As a vegetable farmer at Humble Hands Harvest, I get asked a lot what I do during the winter. I remember asking the same question of my farmer mentors before I got started on my own, and hearing them laugh: the job never lets up. It just changes over the seasons!
First of all, farmers with livestock never cease having to do chores, making sure their animals are fed and watered and clean. My sheep are busy growing babies this time of year, due to lamb in May, so I have to make sure they’re given adequate nutrition with their hay and minerals… but at the same time I don’t want them eating too much — that gets expensive!
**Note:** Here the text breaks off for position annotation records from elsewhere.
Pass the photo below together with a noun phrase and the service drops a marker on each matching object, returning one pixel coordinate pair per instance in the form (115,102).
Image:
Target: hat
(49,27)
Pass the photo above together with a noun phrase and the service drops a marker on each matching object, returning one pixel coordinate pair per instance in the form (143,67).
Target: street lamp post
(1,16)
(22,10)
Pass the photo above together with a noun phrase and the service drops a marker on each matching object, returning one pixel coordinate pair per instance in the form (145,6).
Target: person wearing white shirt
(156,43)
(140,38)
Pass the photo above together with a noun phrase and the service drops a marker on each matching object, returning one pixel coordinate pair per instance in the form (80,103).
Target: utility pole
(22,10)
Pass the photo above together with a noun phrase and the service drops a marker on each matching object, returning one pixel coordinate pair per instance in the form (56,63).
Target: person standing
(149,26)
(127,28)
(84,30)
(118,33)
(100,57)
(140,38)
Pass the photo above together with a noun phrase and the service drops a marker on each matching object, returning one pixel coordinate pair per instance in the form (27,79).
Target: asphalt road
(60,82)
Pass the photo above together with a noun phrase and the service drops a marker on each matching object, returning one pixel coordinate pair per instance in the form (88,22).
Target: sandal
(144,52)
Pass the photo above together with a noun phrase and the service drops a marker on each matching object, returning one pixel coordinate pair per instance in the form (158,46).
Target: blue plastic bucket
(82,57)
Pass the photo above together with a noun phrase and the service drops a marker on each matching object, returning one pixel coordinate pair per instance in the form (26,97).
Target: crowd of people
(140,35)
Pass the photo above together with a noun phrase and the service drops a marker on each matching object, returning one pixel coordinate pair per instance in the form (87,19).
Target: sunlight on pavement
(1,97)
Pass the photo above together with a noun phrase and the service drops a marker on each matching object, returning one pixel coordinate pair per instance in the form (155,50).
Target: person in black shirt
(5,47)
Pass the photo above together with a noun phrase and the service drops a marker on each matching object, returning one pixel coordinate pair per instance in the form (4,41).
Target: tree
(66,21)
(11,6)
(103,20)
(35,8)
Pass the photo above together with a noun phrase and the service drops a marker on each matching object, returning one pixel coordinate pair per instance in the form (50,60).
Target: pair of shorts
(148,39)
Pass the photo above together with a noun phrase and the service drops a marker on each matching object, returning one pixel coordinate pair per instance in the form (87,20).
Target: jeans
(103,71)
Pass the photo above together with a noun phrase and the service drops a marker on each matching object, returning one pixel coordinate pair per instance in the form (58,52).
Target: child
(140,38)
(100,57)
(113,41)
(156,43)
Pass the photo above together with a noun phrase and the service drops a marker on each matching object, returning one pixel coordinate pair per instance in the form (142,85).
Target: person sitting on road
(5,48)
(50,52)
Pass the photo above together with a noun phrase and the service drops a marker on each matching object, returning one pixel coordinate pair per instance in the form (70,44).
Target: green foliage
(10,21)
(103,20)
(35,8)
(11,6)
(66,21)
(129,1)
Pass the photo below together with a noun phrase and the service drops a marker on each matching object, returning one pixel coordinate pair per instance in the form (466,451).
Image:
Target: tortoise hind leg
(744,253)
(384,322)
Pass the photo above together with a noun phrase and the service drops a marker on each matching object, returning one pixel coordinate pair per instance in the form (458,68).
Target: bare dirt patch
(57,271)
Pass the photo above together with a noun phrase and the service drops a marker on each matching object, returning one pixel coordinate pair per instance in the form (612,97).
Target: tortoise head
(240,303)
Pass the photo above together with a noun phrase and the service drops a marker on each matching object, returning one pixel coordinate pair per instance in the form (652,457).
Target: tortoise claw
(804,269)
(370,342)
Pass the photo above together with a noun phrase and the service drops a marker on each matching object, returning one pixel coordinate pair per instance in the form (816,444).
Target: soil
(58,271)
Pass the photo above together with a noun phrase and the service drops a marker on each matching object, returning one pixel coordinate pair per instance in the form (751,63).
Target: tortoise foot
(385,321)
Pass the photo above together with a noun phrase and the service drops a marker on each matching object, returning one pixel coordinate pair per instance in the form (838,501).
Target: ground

This winter, my sheep are overwintering along the side of the barn, with a roof over their heads and a couple walls, and it’s so amazing to see them totally unfazed by the subzero temperatures. Their work for the winter is to eat their food and stay warm and be pregnant; it might not sound like a hard job, but I’m glad they do it, and I’m glad to help them do it!
Some vegetable farmers keep growing and selling vegetables in the winter. They use hoop houses, sometimes even heated ones, to grow greens and maybe some roots. Other farmers have fabulous root cellars so they can store squash, potatoes, onions, beets, carrots, rutabagas, cabbages, and more, long into the winter. One of my neighbors makes a much-loved Chinese cabbage and radicchio salad in the dead of winter from his root-cellar greenery.
But really, winter is a slow time in the world of physical work.
It’s a time to spend working indoors, and internally, to dream up what comes next when the sun begins to warm the earth again. Seed orders are made. Agreements with our customers are made for the next season, and we plan the timing of our crops. We think about what we might do differently that last year and maintain our equipment. We make sure that we have the tools and supplies we need, ready to hit the ground running when the growing season starts.
This winter, I’ve got a lot extra on my plate it seems. I’m buying new land, a hayfield, and I need to plan the infrastructure for the land. It will be made ready for vegetable and sheep farming. I have meetings with lawyers to officialize the land purchase agreements, and fill out organic certification paperwork. My business plan needs to be up to date. The electric cooperative, the well drilling company and the fence builder folks need contacted. I need to coordinate all their work for when the ground thaws out in the spring.
I’m grateful for wintertime, reminding me to be still in my body and active in my imagination. And I’d better read some books and watch some movies too, before the growing season starts and I get lost in the field!